Love is quite beautiful when you make space for her. She walked through my mind and settled into my heart with this anticipation that felt heavy. I continued to breathe wondering what I should say, how does one soothe love? I asked her, “Why are you so heavy today?” She released a flow of light and whispered, “You don’t trust yourself.”
Truth and Love lit up like the Aurora Borealis and spread throughout my soul. “You’re right I don’t. How do I change this?” I asked. She smiled and said, “Practice.”
In the past couple of years, I have felt this pull to trust myself. I could write you a list of reasons why I don’t, but they seem to be falling away from me like dead leaves fall from their trees when the season changes to fall.

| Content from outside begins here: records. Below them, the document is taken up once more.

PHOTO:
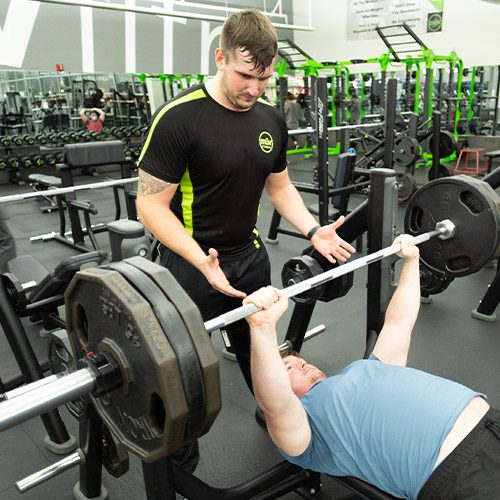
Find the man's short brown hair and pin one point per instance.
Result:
(252, 31)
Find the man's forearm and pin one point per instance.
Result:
(290, 205)
(405, 303)
(269, 377)
(167, 228)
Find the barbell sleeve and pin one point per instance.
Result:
(64, 190)
(29, 387)
(444, 229)
(51, 471)
(36, 402)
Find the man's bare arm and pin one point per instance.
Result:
(150, 185)
(286, 418)
(153, 206)
(394, 340)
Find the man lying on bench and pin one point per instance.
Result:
(411, 434)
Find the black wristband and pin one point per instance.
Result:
(313, 231)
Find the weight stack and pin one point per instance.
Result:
(128, 239)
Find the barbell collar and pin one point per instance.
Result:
(445, 229)
(64, 190)
(51, 471)
(36, 402)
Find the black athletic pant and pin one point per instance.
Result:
(472, 470)
(247, 273)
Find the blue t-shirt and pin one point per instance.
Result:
(382, 423)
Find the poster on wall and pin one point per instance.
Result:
(363, 16)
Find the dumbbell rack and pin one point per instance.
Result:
(42, 150)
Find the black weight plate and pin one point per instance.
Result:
(148, 413)
(191, 317)
(299, 269)
(179, 339)
(474, 208)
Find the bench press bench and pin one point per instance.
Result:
(491, 155)
(43, 182)
(79, 156)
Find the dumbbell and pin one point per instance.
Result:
(17, 140)
(53, 138)
(38, 160)
(50, 159)
(6, 141)
(28, 139)
(41, 138)
(13, 162)
(25, 162)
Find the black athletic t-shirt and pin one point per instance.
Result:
(221, 159)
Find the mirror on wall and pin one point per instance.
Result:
(38, 101)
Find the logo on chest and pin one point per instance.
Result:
(266, 142)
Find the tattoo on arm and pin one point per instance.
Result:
(150, 185)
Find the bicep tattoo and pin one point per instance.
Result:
(150, 185)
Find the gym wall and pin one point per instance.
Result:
(37, 35)
(470, 28)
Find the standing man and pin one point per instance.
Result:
(208, 155)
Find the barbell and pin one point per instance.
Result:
(154, 378)
(64, 190)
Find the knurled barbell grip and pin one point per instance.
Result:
(442, 229)
(51, 471)
(36, 402)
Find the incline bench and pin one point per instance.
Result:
(80, 156)
(491, 155)
(43, 182)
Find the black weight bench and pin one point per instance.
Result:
(491, 155)
(44, 290)
(81, 156)
(338, 195)
(43, 182)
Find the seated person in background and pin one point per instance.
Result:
(411, 434)
(94, 122)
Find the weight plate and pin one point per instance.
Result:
(178, 337)
(114, 455)
(300, 269)
(473, 206)
(148, 413)
(191, 317)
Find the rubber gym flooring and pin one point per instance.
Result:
(447, 341)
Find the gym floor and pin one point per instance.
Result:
(447, 341)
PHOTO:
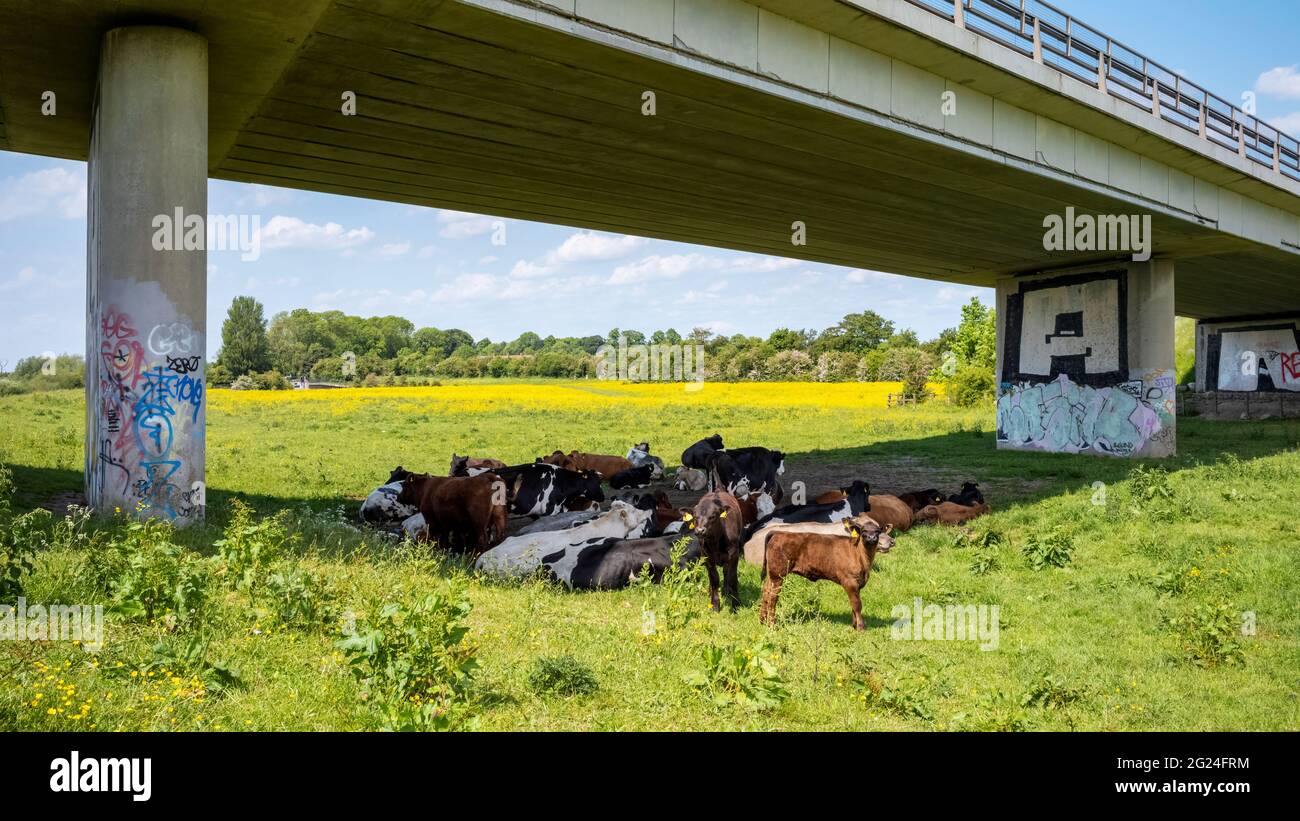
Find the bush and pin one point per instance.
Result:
(148, 578)
(248, 547)
(1051, 550)
(415, 663)
(971, 385)
(741, 676)
(562, 676)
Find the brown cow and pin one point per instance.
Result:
(596, 463)
(885, 509)
(719, 526)
(950, 513)
(460, 512)
(468, 465)
(845, 560)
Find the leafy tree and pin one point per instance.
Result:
(243, 338)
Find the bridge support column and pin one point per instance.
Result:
(146, 274)
(1086, 360)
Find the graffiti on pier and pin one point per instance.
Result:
(1255, 357)
(143, 408)
(1061, 416)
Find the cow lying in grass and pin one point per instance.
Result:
(612, 564)
(950, 513)
(844, 559)
(719, 525)
(462, 513)
(520, 555)
(468, 465)
(885, 509)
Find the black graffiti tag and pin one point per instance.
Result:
(182, 364)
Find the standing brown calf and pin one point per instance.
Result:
(460, 512)
(845, 560)
(719, 526)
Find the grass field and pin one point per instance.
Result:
(1139, 629)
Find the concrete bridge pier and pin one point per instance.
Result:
(146, 274)
(1086, 360)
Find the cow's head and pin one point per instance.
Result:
(412, 487)
(867, 534)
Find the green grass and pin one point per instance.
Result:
(1090, 646)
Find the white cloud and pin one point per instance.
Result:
(293, 233)
(24, 278)
(459, 225)
(52, 189)
(1279, 82)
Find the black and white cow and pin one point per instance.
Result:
(969, 495)
(560, 521)
(381, 508)
(540, 489)
(632, 477)
(611, 564)
(520, 555)
(746, 470)
(640, 455)
(697, 455)
(858, 500)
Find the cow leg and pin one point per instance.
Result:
(713, 586)
(731, 581)
(856, 604)
(767, 607)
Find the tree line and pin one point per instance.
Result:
(332, 346)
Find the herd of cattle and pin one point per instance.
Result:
(586, 546)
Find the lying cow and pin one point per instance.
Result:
(640, 455)
(858, 500)
(612, 564)
(560, 521)
(467, 465)
(690, 478)
(967, 496)
(917, 499)
(719, 525)
(844, 559)
(597, 463)
(697, 455)
(463, 513)
(381, 508)
(748, 470)
(632, 477)
(950, 513)
(520, 555)
(885, 509)
(540, 489)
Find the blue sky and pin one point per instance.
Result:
(442, 268)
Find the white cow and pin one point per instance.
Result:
(520, 555)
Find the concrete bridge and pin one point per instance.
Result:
(984, 142)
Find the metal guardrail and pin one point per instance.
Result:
(1048, 35)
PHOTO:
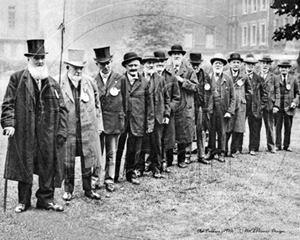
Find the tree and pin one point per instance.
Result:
(290, 8)
(156, 27)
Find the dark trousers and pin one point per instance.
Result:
(281, 118)
(254, 132)
(269, 125)
(218, 126)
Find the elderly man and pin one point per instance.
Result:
(168, 138)
(223, 107)
(185, 111)
(112, 104)
(34, 118)
(204, 105)
(139, 114)
(85, 124)
(273, 100)
(160, 96)
(243, 93)
(289, 100)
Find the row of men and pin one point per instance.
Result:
(50, 123)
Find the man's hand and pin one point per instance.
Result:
(275, 109)
(166, 120)
(9, 131)
(227, 115)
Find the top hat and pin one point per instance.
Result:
(195, 58)
(75, 57)
(130, 56)
(36, 47)
(266, 58)
(176, 49)
(148, 56)
(234, 56)
(102, 54)
(160, 55)
(250, 59)
(284, 64)
(218, 57)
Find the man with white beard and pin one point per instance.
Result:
(85, 124)
(34, 118)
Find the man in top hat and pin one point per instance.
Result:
(139, 114)
(203, 105)
(273, 99)
(185, 111)
(161, 100)
(168, 139)
(111, 93)
(255, 105)
(34, 118)
(243, 92)
(85, 124)
(289, 100)
(223, 107)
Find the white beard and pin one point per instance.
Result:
(38, 72)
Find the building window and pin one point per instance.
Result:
(11, 17)
(253, 34)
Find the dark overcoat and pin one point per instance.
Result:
(112, 102)
(37, 122)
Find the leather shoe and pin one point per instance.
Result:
(182, 165)
(49, 206)
(92, 195)
(202, 160)
(110, 187)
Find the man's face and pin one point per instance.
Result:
(149, 67)
(235, 65)
(218, 66)
(284, 70)
(160, 66)
(265, 66)
(177, 58)
(104, 67)
(250, 67)
(133, 67)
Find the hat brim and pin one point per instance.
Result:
(224, 61)
(130, 60)
(75, 63)
(103, 60)
(171, 52)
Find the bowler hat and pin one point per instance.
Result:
(176, 49)
(234, 56)
(130, 56)
(266, 58)
(218, 57)
(149, 56)
(284, 64)
(195, 58)
(160, 55)
(102, 54)
(36, 47)
(75, 57)
(250, 59)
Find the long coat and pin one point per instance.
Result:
(90, 120)
(112, 102)
(139, 106)
(185, 110)
(291, 95)
(37, 122)
(243, 92)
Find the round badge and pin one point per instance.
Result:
(114, 91)
(206, 86)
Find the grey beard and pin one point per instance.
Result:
(38, 72)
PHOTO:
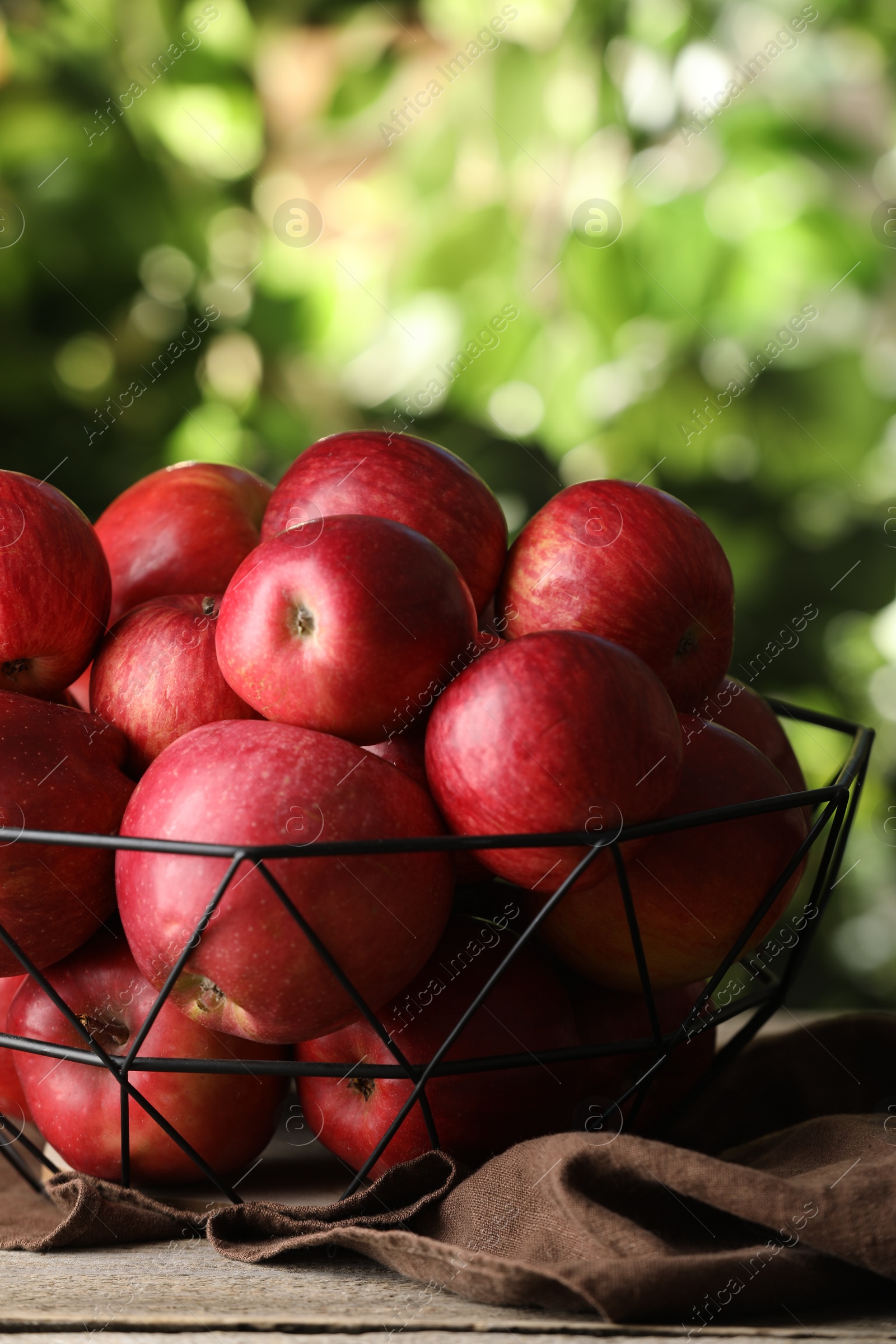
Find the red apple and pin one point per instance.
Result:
(693, 890)
(343, 624)
(80, 691)
(740, 710)
(254, 973)
(156, 676)
(226, 1117)
(408, 754)
(61, 772)
(182, 530)
(476, 1114)
(54, 588)
(405, 479)
(608, 1015)
(12, 1100)
(632, 565)
(555, 731)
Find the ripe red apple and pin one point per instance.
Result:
(409, 480)
(476, 1114)
(555, 731)
(156, 676)
(61, 772)
(632, 565)
(12, 1100)
(336, 626)
(78, 693)
(254, 973)
(740, 710)
(693, 890)
(182, 530)
(608, 1015)
(226, 1117)
(54, 588)
(406, 753)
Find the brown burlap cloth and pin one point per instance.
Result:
(797, 1207)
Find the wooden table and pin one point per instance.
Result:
(187, 1291)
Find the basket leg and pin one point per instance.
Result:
(125, 1133)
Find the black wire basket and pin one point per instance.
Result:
(833, 811)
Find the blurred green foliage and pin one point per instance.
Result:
(148, 150)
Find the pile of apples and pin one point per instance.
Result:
(356, 656)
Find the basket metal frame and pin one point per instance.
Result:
(834, 804)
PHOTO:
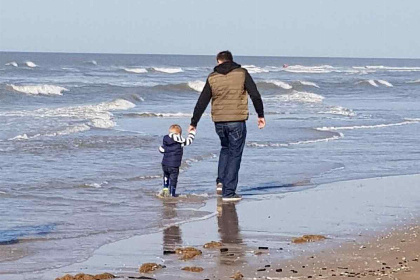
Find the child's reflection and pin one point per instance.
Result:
(172, 234)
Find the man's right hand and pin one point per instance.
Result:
(261, 123)
(191, 128)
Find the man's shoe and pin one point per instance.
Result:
(219, 188)
(234, 198)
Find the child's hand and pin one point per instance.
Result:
(192, 128)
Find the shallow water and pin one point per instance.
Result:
(79, 136)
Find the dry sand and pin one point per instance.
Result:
(372, 230)
(394, 255)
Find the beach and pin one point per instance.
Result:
(80, 166)
(371, 228)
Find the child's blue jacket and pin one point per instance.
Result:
(173, 148)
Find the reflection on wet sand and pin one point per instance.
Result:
(229, 231)
(172, 234)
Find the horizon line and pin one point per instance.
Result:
(178, 54)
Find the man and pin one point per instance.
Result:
(228, 88)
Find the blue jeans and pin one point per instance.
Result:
(170, 178)
(232, 138)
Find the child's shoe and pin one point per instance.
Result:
(219, 188)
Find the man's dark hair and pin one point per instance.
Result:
(224, 56)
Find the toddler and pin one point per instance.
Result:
(172, 150)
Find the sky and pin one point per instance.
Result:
(316, 28)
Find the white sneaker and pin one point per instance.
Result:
(234, 198)
(219, 188)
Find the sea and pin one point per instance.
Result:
(79, 138)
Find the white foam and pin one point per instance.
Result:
(298, 96)
(93, 62)
(168, 70)
(279, 84)
(136, 70)
(39, 89)
(12, 63)
(163, 115)
(312, 84)
(338, 110)
(97, 116)
(67, 131)
(197, 85)
(102, 123)
(414, 82)
(30, 64)
(255, 69)
(20, 137)
(391, 68)
(333, 128)
(321, 69)
(385, 83)
(373, 83)
(271, 144)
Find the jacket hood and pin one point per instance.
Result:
(226, 67)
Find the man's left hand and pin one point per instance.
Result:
(192, 128)
(261, 123)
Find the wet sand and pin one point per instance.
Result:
(371, 226)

There is nothing that should keep me from trusting myself. I do not feel alone in this new realization. There is a cool breeze this morning reminding me that everything changes, which means I can too. In this vulnerable moment, I will meditate on peace in my soul, truth in my heart and generosity towards myself. I will practice loving myself, and I will practice trusting myself every day. I don’t know why I hold every past choice down to my grocery shopping under a microscope looking for where I went wrong. Every book that makes breathing come just a little easier stares at me from its home on the shelf asking, “Why didn’t you already know all this?” Every pile of clutter and basket of laundry laughs at me, and I wonder where do I keep going wrong in my day to day accomplishments that these belongings have so much control over my emotions. Every pound that I would like to say goodbye to and every tight pair of jeans tell me I am failing myself when shouldn’t I trust that my body is doing a fantastic job and if I keep eating healthy and stop asking so much of it maybe it would relax, and I would see real change.
Should we maybe, possibly stop asking so much of the world around us and trust the truth within us long enough to see who we could become if we let go of all this judgment and resentment and desperate need for more.
In November of 2013, the truth that God choose me took root and spread through my soul. Today the truth that I have to choose myself is rushing through me, and it feels like light and pure joy. I am so tired of early breathing. I am sick with fear of not living up to my potential that I can’t find it under the clutter of my thoughts most days.
I am on a journey this year to create joy. I didn’t know that I would begin to trust myself as part of that journey. I didn’t know that falling in love with myself would be necessary to create joy for myself and others.
In so many sacred texts it is written that we should love others as we love ourselves. The catch there is that one must start out by loving who they are and the passionate creator that gave them life.
The season is changing, may you find yourself living loved and breathing deeper than ever before.